Thursday, September 11, 2014

War Comes Home



"War Comes Home"    watercolor by Jan Barry

Some memory or anniversary or image triggered a nightmare awhile ago in which I was a Vietnam vet suddenly amid a swirling crowd of students at Kent State when a Ohio National Guard unit fired rifles to break up an antiwar demonstration on campus, killing four students, wounding and scarring many others.

I felt tore apart, physically and emotionally, in this nightmare—I was being shot at by soldiers wearing the same uniform I wore in Vietnam! Struggling out of bed, I felt embedded in May 1970. Back then, as news of the Kent State shootings spread while I was visiting with stunned and outraged vets at a campus demonstration that closed down classes at Syracuse University, I had a panic attack: my government was out to kill me for protesting the war I served in.

It took weeks this summer to work out the details of that nightmare in a watercolor. The veteran in the painting is based on Vietnam vets I met or read about who were students at Kent State at the time of the shooting. The other images are based on photos that appeared in news publications and now on Google.

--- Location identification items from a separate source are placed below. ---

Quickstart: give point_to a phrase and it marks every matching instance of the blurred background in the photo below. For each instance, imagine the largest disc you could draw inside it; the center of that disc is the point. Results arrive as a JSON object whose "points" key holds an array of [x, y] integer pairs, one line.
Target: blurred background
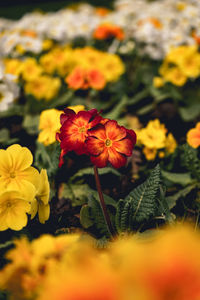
{"points": [[14, 9]]}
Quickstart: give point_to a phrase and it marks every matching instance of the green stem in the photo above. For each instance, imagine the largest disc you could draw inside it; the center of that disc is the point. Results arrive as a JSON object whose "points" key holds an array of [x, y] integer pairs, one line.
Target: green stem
{"points": [[102, 202]]}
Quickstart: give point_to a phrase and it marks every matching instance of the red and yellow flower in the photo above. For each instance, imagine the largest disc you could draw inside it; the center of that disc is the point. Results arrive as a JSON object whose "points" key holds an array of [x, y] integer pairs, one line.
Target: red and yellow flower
{"points": [[110, 143], [74, 130]]}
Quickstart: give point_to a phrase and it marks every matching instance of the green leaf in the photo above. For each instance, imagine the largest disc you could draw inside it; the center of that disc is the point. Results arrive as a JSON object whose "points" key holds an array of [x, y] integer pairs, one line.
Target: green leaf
{"points": [[77, 193], [140, 205], [31, 123], [85, 217], [191, 112], [191, 161], [171, 200], [90, 171], [178, 178]]}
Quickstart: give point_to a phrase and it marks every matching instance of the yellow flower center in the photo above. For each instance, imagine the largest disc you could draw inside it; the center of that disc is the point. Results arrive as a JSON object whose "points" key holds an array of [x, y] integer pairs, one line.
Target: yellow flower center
{"points": [[12, 175], [82, 129], [108, 143]]}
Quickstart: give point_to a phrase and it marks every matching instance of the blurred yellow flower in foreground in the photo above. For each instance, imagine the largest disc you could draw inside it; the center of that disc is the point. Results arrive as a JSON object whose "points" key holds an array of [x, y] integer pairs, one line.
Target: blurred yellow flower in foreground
{"points": [[155, 140], [49, 125], [16, 172], [41, 202], [193, 136]]}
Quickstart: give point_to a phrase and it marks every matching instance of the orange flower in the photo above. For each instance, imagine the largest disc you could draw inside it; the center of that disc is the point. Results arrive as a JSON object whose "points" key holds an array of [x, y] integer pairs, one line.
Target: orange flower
{"points": [[106, 31], [110, 143], [193, 136], [96, 79], [83, 79], [76, 79]]}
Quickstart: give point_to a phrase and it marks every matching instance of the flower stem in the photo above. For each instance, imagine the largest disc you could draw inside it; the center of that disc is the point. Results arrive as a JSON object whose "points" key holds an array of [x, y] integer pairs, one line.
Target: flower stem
{"points": [[102, 202]]}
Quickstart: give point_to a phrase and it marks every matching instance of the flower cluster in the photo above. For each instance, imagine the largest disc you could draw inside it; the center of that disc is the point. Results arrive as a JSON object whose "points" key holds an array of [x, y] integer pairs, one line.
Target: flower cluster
{"points": [[164, 266], [155, 140], [102, 139], [180, 64], [23, 189], [193, 136]]}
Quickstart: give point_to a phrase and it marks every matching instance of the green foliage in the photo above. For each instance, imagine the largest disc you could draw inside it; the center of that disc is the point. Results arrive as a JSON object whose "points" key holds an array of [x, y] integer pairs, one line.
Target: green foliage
{"points": [[47, 157], [191, 161], [91, 214], [143, 203]]}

While I was working on this artwork, a nightmarish military apparition was set upon civil rights demonstrators in the streets of Ferguson, Missouri: tank-like vehicles back from the wars in Afghanistan and Iraq, police units in military combat gear aiming rifles at outraged citizens, tear gas and stun grenades fired down an American city’s main street and into residential neighborhoods.

This is another of the horrendous consequences of  Uncle Sam’s virtually endless warmaking—Americans turning on each other, shredding the Bill of Rights and the rest of the Constitution in a blaze of official self-righteousness.